Il Napoli di Sarri rischia di buttare soldi nei soliti inutili acquisti di gennaio

Napoli: Sarri e il mercato di gennaio inutile

Il Napoli di Sarri cerca rinforzi nel mercato di gennaio per lo sprint finale della stagione. La domanda, però, è: a che pro? Fin qui, infatti, le due campagne invernali del Napoli di Sarri sono state fallimentari.

Sarri e il mal di cambiare

Nel gennaio 2016 il Napoli acquistò Regini dalla Sampdoria e Grassi dall’Atalanta. Lo scopo era quello di dare a Sarri un’alternativa in difesa ed una a centrocampo. Ebbene, l’attuale difensore della Sampdoria giocò 14 minuti appena, Grassi fece anche peggio: 0 minuti di gioco. Lo scorso anno la storia si è ripetuta con Pavoletti. Arrivato per 18 milioni di euro con lo scopo di dare al tecnico un attaccante che si alternasse a Mertens in attesa del ritorno di Milik, l’attuale attaccante del Cagliari scese in campo appena 194 minuti.

Ora si fanno i nomi di Verdi e Deulofeu. Entrambi sono buoni giocatori e sarebbero adatti nel 4-3-3 di Sarri. La domanda è: conviene ai due accettare il Napoli?

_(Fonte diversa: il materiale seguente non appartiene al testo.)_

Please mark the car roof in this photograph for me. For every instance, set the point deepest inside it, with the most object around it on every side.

Verdi e Deulofeu: situazioni diverse

Verdi e Deulofeu vivono attualmente situazioni diverse. L’italiano è titolare  punto di riferimento del Bologna. Lo spagnolo è fuori dal progetto tecnico del Barcellona. Ciononostante, a nessuno dei due converrebbe andare a svernare a Napoli. A entrambi, infatti, Sarri riserverebbe solo briciole. Qualcuno pensa che Verdi, conoscendo il gioco del tecnico, avrebbe spazio. Sbaglia. Quella dell’allenatore azzurro più che una questione tattica, sembra proprio una paura di cambiare. Veramente qualcuno immagina una gara con Verdi o Deulofeu sulle fasce al posto di Insigne e Callejòn? Forse i due avrebbero modo di farsi vedere in Europa League, competizione sempre snobbata, ma in campionato scalderebbero la panca fino all’ultima giornata.

Acquisti inutili

Quelli di Verdi o Deulofeu sarebbero, dunque, acquisti inutili. I due verrebbero acquistati a cifre alte per poi essere costretti a liberarsene dopo sei mesi in naftalina. Il trasferimento, dunque non conviene nè al Napoli, nè tantomeno a loro. Fino a quando Sarri rimarrà con la sua mentalità anni sessanta, il Napoli è destinato a rimanere con i soliti 13-14 giocatori, senza alcuna possibilità di crescita.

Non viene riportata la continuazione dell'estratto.